Post 31 October 2019 we are still unclear what Brexit means and when it will impact. Current options include a hard Brexit, a soft Brexit or even no Brexit. This means businesses need to plan for both a hard Brexit and a soft Brexit.
Brexit will have an impact on most supply chains. Businesses also need to bear in mind that although Brexit has its most significant impact on trade between the UK and the rest of the EU, it will also impact non-EU international trade and UK domestic trade.
This article summarises what you should do to map your supply chain and key points you need to consider.
What should you do?
Map your supply chain to identify high-risk supply chain contracts
- Identify your important customers and suppliers and determine which ones could cause the most significant impact on you. Although the value of the contracts will be a key part of working out which are the important supply chain contracts also consider the smaller but strategic supply chain relationships which could have a big impact on your business.
- Categorise your supply chain relationships into three categories: (1) those which relate to trade across the border between the UK and the EU; (2) those which relate to trade between the UK and non-EU countries; and those which are UK domestic. The risks will likely be different for each category.
- Look at which contracts include commitments that extend beyond 2019. This is important as for long term contracts; your choices may be limited.
The highest risk supply chain contracts will be those which require trade between the UK and the EU and are long term (without a right to terminate for convenience). Lowest risk contracts will be lower value non-strategic contracts, which are domestic UK trading and are short term or include a right to terminate easily.
For your higher-risk contracts for trade between the UK and the rest of the EU consider the immediate key risks which are:
- The costs of crossing the UK/EU border. This will be not only the risk of tariffs but also the increased logistics costs which costs are likely to increase partly because crossing the UK/EU border will be more complicated but also due to the risk of delay.
- Delay in crossing the UK/EU border. If there is a hard Brexit delays in the short term and long term are likely.
- Export/import controls. Currently, UK export/import controls are set by the EU. Post-Brexit the UK may be able to set its own different export/import controls. In the short term, the UK is unlikely to pursue a different approach to the EU, but a foreign policy issue could have an impact. There are currently very few export/import controls between the UK and the EU. Post-Brexit, this may change and mean that businesses are more likely to be having to deal with export/import licence requirements.
- Exchange rate risk. Since the referendum result, the sterling exchange rate has been volatile, and it is expected that this volatility will continue for some time.
- Providing services at customer sites may become more difficult as there may be restrictions on the movement of people (e.g. visas).
- Upward pressure on increases in prices and costs.
Consider the impact the above risks will have on your higher-risk contracts:
- Your contracts may already make specific provisions for border costs and delays.
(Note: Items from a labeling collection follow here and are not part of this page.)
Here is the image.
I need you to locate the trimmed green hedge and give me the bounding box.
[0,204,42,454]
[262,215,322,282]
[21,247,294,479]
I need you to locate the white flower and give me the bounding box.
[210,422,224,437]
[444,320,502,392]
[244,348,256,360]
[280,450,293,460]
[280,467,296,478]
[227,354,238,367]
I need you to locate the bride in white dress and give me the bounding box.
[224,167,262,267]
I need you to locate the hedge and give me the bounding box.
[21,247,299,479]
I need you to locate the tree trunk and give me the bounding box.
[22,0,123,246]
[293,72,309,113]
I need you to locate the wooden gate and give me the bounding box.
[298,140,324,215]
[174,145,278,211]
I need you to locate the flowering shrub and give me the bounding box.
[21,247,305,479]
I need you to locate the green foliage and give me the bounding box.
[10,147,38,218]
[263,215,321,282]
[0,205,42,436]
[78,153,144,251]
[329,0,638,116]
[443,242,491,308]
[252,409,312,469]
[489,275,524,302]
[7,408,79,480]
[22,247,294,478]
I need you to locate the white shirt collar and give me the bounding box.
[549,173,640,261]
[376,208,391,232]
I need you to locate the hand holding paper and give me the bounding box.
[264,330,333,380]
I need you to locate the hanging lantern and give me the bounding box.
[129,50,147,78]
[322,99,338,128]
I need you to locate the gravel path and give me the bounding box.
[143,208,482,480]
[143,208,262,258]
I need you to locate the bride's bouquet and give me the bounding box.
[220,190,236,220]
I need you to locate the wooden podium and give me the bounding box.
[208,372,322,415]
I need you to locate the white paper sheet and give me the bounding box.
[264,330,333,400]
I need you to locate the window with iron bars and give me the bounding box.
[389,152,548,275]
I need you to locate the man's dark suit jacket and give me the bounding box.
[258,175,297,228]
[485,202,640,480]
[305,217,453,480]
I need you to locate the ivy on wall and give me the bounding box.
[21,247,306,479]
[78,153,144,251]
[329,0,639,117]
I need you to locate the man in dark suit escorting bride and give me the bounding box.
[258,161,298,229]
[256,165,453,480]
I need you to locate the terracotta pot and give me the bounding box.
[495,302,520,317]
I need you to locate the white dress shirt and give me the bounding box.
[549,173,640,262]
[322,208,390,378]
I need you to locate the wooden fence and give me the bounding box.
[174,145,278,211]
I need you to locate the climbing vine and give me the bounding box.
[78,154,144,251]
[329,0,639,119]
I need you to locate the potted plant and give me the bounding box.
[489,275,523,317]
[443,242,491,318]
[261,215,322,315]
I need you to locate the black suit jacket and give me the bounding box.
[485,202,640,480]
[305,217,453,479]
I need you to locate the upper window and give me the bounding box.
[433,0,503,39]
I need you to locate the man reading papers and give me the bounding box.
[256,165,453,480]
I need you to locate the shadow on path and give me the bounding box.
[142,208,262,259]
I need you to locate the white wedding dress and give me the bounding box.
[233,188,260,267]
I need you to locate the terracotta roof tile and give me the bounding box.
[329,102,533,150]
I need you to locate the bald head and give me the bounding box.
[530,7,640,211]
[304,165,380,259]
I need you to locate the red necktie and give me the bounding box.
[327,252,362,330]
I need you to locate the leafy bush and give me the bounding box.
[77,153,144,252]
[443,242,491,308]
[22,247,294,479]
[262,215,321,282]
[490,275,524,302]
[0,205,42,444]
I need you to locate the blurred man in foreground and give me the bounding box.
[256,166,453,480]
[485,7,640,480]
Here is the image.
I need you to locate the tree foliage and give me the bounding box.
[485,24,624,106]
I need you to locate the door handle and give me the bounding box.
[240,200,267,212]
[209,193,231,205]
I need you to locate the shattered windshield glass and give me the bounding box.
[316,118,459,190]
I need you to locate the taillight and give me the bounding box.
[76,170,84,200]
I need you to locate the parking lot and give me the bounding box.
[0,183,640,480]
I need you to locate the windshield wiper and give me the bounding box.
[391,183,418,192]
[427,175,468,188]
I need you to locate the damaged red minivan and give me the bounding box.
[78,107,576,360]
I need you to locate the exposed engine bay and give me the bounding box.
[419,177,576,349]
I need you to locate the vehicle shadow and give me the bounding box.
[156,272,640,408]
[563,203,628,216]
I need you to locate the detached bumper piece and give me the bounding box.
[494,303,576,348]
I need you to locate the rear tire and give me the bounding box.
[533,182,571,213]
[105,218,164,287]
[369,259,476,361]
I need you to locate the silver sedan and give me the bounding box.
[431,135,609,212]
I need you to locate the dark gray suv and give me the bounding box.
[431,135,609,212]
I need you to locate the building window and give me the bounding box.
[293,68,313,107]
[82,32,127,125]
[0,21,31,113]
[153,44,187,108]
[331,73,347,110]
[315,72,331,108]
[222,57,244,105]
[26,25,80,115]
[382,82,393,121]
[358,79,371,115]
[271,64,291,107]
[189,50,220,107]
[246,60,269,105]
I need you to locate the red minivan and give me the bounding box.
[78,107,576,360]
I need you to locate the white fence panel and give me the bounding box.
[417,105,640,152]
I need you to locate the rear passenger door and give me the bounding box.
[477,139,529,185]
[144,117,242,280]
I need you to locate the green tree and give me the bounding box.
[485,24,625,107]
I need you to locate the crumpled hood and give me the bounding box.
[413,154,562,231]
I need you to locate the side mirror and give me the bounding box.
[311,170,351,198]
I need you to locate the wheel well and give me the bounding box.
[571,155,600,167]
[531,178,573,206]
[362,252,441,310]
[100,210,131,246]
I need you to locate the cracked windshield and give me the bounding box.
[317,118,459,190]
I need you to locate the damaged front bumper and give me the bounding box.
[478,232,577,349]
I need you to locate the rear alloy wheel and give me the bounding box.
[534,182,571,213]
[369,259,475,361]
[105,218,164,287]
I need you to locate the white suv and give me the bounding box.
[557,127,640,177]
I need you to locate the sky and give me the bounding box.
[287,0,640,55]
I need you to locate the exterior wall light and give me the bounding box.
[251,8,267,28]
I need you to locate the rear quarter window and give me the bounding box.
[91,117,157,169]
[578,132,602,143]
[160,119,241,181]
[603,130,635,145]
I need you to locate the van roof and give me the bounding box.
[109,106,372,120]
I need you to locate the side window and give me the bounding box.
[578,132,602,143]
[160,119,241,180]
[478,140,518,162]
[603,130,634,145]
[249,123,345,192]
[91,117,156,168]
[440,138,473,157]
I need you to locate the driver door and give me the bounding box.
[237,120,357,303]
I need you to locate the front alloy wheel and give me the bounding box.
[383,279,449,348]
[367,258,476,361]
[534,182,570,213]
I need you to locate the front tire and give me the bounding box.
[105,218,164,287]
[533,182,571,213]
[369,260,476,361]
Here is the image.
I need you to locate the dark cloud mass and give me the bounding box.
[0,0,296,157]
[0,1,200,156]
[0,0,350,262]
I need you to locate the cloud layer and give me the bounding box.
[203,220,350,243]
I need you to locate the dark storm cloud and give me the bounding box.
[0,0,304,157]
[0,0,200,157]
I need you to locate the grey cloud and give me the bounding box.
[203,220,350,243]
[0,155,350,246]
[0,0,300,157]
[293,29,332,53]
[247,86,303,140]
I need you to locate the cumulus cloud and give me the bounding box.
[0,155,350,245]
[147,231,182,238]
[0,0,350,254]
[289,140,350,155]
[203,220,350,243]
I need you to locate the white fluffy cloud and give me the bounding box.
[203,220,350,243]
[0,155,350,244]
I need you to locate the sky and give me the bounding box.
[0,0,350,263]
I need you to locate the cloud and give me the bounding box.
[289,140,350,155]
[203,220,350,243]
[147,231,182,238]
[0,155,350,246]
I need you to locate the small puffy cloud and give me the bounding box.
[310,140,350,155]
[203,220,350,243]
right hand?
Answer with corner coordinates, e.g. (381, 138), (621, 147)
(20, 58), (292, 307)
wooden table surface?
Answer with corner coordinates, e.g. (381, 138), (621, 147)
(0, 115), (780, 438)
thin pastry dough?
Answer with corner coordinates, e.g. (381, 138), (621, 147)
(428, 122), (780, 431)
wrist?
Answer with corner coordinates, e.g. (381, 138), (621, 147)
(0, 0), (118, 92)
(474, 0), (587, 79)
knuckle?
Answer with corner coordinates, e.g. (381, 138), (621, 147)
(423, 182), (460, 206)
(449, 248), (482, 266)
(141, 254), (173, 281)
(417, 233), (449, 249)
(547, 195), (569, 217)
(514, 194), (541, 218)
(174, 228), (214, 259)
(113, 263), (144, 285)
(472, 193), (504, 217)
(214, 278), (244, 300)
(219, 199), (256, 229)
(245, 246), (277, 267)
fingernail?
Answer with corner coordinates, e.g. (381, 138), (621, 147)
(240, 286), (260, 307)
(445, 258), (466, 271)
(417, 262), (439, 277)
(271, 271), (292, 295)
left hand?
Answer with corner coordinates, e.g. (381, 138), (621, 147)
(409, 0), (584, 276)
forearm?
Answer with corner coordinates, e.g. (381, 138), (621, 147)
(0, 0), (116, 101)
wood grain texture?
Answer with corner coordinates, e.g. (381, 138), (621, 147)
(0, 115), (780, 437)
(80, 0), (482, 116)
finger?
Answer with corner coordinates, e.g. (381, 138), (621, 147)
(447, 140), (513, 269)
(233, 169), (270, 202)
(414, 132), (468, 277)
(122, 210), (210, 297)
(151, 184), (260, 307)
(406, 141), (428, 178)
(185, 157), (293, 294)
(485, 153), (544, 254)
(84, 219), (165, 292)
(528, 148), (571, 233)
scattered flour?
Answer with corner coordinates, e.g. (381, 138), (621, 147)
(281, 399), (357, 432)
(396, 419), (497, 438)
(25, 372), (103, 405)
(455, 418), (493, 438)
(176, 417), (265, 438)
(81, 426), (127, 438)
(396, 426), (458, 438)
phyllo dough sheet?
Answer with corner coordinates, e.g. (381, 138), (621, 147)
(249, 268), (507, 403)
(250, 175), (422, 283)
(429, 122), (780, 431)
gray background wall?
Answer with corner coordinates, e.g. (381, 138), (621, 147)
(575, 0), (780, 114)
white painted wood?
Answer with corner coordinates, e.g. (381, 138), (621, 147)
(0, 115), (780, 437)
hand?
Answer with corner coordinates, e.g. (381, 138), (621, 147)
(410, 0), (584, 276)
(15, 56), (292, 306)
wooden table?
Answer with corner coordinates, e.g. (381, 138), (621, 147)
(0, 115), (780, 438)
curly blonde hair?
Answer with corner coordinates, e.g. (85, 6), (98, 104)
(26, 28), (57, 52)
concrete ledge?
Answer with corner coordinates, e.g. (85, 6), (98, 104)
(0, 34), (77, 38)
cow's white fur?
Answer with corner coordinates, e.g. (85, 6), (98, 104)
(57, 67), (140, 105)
For example, if you use an Incoterm (e.g. Ex-works, FCA, CIF, FOB, DAP, DDP), then these will specifically allocate those risks between the parties.
- The allocation of the risk and cost of crossing the border will depend on the details in the contract, such as the terms for delivery. For example, if you are in the UK and you are obliged to deliver products to Spain, then it is probable you are responsible for all the costs and delays up to delivery in Spain, and that will mean you take the delay/cost risk of crossing the border.
- Restrictions on immigration may make on-site services more difficult. Consider to what extent you are obliged to provide on-site services and if you are reliant on UK nationals going to non-UK EU based sites to provide services, or non-UK EU nationals coming to the UK.
- Consider what, if any impact there will be on the contract price if there is a change in the exchange rate or upward pressure on prices and whether are prices fixed or can be reviewed.
If you do have risks under your supply chain contracts, then consider what you can do to anticipate and manage the risks:
- How you will comply with export/import requirements and if you may need to invest in IT systems and expertise/consultants to prepare.
- If you can you build up stocks before Brexit, and what are the costs of doing so? However, there is now the risk that warehousing will be in short supply as other businesses also build up stocks (especially for Black Friday and Christmas).
- The potential for increased logistics costs from crossing the UK/EU border and talk to your logistics provider.
- Whether a change in tariffs will impact the price of the goods - identify now the custom classifications for the goods, check what the World Trade Organization (WTO) tariff would be for UK import/exports, and potential EU import/export tariffs.
- How will you reduce the risk of late delivery if you are subject to strict delivery time scales - e.g. build in contingency time for deliveries.
- If there are immigration restrictions between UK and EU consider the impact on services. Can you adjust your workforce to manage this risk?
- Consider if the contract includes a price review clause and how the contract price can be increased
There is little doubt that Brexit is currently the most significant issue faced by many businesses in the UK. For supply chain contracts that continue after Brexit, organisations should consider how Brexit might affect performance, or the costs of performance, of obligations under the contract. The same considerations should also be given to proposed supply chain contracts due to come into force after Brexit.